風邪さえ引いていなければ、俺が前に出て戦えた。みんなを守れたのにな。幸い、犠牲者がいなくてよかったけど。
まったく、親父の野郎のせいで。
更に聞くと、アルフレッドもかなり奮闘したのだとか。
俺が作ってあげた武器『黄金の箒』を使い、レスクヴァを追い詰めたようだ。……どうやら、かなり本気を出したようだな。
そして、騎士団長シアルフィに対しては、ルドミラとナハトの二人掛かり。それでもシアルフィは余裕を見せて拮抗したのだとか。二人で攻めても倒せなかったとは。

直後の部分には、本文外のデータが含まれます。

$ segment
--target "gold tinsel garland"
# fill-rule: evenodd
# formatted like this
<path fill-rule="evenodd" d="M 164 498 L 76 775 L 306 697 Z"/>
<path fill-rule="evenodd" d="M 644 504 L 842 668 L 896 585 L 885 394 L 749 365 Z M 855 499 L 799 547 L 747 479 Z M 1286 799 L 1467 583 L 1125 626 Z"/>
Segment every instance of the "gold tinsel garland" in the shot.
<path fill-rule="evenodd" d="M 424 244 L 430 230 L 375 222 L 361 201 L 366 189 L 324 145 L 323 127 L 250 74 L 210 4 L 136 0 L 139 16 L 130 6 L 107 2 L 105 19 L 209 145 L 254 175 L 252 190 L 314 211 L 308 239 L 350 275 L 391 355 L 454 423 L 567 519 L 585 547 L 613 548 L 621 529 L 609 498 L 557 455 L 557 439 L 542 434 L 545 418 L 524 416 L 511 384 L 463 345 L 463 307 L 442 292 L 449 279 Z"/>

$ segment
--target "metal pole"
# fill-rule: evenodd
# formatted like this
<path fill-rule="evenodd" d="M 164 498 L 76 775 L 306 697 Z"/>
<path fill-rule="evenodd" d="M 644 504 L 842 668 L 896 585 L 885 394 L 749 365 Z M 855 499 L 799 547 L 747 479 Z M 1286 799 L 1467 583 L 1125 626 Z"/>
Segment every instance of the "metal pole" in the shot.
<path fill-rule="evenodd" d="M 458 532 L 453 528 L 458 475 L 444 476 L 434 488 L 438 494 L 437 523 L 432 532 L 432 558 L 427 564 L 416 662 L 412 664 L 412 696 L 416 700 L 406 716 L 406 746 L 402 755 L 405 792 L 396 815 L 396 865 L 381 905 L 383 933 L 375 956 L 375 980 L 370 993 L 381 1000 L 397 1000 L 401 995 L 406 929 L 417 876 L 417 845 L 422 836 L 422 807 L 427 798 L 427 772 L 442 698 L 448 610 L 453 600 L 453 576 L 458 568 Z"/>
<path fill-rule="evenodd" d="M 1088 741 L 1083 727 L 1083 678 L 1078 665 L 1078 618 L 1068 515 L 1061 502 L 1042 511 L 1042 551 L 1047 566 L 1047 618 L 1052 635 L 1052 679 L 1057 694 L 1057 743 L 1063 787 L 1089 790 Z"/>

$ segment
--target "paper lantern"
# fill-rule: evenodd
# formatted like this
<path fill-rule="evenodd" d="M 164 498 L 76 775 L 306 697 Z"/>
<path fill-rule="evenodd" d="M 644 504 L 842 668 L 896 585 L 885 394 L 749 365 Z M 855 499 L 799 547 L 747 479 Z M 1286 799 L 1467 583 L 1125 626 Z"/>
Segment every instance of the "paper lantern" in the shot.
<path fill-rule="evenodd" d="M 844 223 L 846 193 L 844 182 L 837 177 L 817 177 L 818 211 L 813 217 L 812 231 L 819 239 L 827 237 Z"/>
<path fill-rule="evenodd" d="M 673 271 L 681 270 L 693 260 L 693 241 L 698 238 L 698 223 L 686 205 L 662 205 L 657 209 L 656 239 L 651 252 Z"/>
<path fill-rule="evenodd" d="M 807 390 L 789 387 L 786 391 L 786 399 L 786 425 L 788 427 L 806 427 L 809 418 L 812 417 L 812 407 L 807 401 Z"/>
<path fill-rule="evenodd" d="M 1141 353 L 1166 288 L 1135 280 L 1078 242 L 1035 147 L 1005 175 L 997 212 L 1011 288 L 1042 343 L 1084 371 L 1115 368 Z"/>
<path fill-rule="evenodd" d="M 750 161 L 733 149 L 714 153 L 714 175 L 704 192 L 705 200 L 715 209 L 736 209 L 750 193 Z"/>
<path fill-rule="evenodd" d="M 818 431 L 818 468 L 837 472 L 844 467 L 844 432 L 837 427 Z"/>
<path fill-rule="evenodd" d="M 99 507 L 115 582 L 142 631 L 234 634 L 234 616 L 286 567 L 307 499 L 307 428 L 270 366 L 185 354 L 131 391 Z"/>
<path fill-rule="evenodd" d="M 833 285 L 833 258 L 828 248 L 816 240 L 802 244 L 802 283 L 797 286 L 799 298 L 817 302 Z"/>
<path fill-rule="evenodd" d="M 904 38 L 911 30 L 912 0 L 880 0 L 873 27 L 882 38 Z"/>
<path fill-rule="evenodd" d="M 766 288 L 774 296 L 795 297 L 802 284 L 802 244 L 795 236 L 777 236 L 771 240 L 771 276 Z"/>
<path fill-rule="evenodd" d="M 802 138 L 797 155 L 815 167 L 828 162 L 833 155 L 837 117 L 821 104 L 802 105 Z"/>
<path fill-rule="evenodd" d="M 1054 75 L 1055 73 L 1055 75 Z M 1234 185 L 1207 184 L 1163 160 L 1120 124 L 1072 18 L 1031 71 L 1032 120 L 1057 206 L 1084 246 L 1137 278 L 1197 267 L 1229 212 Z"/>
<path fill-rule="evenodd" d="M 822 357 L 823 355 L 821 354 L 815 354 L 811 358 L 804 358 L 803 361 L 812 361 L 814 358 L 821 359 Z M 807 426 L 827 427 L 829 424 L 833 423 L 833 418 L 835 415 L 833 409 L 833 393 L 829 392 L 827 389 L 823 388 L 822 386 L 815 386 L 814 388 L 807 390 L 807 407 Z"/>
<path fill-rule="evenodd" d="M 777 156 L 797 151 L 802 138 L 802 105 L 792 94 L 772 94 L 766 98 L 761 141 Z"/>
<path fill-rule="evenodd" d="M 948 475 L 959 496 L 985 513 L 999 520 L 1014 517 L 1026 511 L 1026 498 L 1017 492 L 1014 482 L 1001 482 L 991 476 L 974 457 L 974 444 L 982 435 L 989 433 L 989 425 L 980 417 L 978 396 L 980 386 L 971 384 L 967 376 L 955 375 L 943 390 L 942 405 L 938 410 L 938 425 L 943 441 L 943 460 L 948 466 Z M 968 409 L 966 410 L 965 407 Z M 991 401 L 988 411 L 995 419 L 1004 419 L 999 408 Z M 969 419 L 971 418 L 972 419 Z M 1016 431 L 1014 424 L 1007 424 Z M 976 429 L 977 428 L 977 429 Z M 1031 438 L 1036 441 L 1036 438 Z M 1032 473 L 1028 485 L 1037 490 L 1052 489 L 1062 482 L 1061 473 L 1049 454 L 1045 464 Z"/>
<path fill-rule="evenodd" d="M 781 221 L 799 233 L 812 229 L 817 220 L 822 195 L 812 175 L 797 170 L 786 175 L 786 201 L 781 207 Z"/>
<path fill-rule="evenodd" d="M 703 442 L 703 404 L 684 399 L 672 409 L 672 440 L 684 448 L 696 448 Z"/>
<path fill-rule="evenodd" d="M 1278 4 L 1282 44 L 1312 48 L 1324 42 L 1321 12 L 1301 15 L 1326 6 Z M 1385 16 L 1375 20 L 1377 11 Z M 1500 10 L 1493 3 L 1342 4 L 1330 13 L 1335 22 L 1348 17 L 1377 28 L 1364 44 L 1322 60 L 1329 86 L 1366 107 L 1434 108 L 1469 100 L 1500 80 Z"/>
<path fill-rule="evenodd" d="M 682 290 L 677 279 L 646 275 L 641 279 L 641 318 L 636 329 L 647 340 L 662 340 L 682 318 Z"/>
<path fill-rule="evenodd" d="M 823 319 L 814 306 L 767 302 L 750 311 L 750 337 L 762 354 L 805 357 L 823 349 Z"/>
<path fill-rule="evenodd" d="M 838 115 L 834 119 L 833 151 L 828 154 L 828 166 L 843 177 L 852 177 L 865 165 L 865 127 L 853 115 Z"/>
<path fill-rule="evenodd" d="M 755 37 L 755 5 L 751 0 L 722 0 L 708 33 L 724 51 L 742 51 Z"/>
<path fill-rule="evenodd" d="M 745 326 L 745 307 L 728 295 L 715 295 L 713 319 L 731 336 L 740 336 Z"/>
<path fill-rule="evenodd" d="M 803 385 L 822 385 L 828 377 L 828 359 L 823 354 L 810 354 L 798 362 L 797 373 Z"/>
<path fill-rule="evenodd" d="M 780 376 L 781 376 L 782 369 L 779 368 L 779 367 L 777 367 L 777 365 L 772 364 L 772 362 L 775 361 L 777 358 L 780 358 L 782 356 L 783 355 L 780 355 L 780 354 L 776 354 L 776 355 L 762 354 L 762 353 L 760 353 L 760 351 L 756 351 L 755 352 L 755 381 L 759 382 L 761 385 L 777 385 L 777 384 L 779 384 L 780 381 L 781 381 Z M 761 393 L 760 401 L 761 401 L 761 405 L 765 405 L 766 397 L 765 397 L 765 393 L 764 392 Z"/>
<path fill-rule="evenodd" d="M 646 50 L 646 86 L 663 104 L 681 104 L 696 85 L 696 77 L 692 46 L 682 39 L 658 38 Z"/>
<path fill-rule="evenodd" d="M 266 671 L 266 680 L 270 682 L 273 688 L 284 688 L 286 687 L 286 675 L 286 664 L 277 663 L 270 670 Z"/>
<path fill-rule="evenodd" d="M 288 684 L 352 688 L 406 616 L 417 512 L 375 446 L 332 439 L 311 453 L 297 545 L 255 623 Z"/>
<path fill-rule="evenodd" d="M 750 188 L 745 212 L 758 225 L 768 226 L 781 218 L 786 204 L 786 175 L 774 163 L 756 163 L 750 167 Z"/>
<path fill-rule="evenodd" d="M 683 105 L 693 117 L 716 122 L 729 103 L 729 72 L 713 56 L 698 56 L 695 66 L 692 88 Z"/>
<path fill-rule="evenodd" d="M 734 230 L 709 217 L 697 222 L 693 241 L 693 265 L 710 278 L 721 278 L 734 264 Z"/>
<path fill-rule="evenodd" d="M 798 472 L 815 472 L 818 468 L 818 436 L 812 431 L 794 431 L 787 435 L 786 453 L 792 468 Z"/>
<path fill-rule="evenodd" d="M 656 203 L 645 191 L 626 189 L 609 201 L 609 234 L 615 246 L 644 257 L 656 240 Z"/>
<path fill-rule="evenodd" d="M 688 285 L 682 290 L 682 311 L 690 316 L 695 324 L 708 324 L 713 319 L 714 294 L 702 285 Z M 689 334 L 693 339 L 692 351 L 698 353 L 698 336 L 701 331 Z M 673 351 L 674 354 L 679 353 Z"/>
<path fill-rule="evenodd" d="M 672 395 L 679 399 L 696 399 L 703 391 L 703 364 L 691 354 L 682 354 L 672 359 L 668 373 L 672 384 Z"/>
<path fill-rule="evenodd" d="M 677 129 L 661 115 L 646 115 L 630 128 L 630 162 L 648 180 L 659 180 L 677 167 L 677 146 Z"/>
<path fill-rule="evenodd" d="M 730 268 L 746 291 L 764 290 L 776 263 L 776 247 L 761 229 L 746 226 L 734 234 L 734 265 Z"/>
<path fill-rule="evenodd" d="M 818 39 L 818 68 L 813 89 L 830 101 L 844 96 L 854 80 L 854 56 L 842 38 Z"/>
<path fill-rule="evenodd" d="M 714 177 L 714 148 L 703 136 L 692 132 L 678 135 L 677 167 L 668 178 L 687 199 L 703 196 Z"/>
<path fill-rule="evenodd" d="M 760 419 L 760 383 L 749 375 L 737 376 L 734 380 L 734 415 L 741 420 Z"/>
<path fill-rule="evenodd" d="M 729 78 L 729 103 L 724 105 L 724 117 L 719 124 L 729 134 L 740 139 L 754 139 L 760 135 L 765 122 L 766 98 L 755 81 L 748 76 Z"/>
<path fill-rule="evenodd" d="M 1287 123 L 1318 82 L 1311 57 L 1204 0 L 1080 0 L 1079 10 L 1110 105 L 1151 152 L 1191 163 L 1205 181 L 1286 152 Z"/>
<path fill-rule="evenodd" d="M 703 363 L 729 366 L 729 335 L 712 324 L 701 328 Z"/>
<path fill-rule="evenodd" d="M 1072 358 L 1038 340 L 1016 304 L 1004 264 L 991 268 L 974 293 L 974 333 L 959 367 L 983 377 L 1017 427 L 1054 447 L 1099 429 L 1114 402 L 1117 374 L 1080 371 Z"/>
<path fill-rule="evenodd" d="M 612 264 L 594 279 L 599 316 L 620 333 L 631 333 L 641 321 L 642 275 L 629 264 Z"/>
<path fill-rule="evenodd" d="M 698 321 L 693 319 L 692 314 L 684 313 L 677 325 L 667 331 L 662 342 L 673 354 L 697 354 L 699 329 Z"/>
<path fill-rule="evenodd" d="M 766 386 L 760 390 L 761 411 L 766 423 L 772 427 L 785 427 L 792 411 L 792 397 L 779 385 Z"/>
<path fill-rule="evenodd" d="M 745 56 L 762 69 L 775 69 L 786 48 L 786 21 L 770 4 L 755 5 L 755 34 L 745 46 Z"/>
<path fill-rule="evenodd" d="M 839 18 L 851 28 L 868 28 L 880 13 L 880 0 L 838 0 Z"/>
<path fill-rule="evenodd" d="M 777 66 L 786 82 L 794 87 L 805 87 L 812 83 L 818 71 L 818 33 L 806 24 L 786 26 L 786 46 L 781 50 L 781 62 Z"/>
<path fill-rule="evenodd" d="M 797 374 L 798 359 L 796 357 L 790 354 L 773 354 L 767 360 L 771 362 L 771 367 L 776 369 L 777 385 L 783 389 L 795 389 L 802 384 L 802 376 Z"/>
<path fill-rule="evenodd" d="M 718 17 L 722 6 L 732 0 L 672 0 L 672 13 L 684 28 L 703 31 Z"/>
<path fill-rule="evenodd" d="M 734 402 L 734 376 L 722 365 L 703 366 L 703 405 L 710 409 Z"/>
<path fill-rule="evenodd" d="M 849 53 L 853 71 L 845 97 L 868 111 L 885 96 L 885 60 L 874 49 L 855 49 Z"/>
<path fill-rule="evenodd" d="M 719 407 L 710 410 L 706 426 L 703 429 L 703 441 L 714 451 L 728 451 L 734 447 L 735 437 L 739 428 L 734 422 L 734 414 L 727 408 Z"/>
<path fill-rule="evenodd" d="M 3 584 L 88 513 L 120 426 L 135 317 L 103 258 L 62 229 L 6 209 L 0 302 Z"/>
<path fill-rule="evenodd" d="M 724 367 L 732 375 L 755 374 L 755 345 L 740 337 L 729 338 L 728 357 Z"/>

シアルフィはスペルカードで身体能力を上げ、猛攻撃でルドミラとナハトにダメージを与えたようだ。カードの力は厄介だな……。
出血を伴うピンチを迎えた二人だった。
――だが“救世主”が現れた。
なんとムスペルさんも参戦したのだ。……え、ムスペルさん!? 占い師もとい予言者の彼女が……?
「どうしてムスペルさんが……そんな力――あるか」
「ええ。彼女には不思議な力があるようですね」
以前、火属性魔法スキルのファイアーボルトを使っていたな。まさか、他にもスキルを持っていたとは。
「どんなスキルを?」
「――アレは“奇跡”かもしれません」
「き、奇跡!?」
「まるで世界聖書のような……そんな力でした」
「ウ、世界聖書だって!?」
そんな馬鹿な。世界聖書に相当する奇跡って……なんだよ、それは!
俺は改めてエドゥに聞いた。その力の内容を――。